Now comes the hard part: the files. I saved everything. Every draft. Every note. Every copy. Every map, brochure, movie ticket, playbill, concert poster, resume, rejection letter, list, outline. I saved receipts, postcards, birthday cards, thank-you notes, phone numbers, bank statements, bills, invoices, foreign currency...
And every single little scrap of paper held a memory, an attachment, a piece of me. Some were easier to throw away than others. And some I could not throw away at all. A thank-you note from my niece when she was eight years old. An egyptian coin. My ticket stub from the Springsteen concert in '78. I put them in an old wooden cigar box.
As for the files containing all of my written output, I tried to get rid of as much as possible, keeping only the essentials. But there was just too much of it. I realized that for whatever reason, I have to keep writing. Whatever else I do, I will always do that. I found songs I had completely forgotten about. Stories and plays and poems and ideas for movies. Color-coded notecards with jokes for my short-lived stand-up career. Pages and pages and pages of words. Words.
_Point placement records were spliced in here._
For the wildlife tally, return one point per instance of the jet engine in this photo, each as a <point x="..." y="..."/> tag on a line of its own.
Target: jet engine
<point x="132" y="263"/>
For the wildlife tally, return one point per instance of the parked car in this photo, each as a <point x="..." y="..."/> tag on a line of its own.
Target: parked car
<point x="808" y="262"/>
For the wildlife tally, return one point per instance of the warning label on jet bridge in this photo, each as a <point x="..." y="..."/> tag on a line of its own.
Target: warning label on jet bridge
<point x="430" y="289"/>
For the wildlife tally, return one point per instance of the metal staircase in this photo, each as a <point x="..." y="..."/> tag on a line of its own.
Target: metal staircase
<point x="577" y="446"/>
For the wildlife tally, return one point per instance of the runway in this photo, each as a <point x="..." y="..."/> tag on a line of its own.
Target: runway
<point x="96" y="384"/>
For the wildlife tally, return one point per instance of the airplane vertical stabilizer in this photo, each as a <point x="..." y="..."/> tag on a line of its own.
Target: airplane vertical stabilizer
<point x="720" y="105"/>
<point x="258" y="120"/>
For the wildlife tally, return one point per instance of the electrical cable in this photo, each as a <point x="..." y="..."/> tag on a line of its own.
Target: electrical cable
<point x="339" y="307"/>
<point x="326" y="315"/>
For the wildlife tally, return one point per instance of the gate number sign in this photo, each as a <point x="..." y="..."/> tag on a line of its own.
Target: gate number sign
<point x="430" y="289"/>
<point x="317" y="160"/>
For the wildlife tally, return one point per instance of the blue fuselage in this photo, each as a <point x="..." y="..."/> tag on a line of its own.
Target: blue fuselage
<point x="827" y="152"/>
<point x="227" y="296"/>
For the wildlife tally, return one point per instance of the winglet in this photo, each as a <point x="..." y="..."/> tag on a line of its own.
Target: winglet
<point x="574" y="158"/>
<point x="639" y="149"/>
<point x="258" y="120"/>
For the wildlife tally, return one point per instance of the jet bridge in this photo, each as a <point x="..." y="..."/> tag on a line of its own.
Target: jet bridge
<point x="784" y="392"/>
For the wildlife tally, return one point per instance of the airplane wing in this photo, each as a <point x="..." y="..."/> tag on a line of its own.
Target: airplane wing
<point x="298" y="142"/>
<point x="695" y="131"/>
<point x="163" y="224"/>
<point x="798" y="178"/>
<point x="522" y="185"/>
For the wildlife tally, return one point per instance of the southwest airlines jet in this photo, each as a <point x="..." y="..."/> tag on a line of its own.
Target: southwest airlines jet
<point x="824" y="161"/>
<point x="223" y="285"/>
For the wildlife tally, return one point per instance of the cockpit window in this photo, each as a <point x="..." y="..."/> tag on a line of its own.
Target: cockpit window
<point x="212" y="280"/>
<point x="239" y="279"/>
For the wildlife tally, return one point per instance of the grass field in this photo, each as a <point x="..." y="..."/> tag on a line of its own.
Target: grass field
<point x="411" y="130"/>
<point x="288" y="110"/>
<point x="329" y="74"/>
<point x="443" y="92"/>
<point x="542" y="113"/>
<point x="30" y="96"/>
Eventually I had to give up and just put the remaining boxes up into the loft with the videos and cassette tapes. Next summer I'll take another stab at it. But I did make a little progress. I no longer have that emotional storage space where my past is locked away and gathering dust. What I have now is a trove of memories and a body of work. Every now and then it's good to cast off some of the old baggage that's weighing you down. But it's also good to know where you come from and what you're made of. Maybe someday I'll get that cottage by the lake where I can preserve my store of memories. Maybe not. Maybe I'll just keep a few special items in an old wooden cigar box.
Meanwhile, I've got a whole new collection of junk to go through in my apartment in L.A. I'd better get a jump on it before I have to rent another storage space.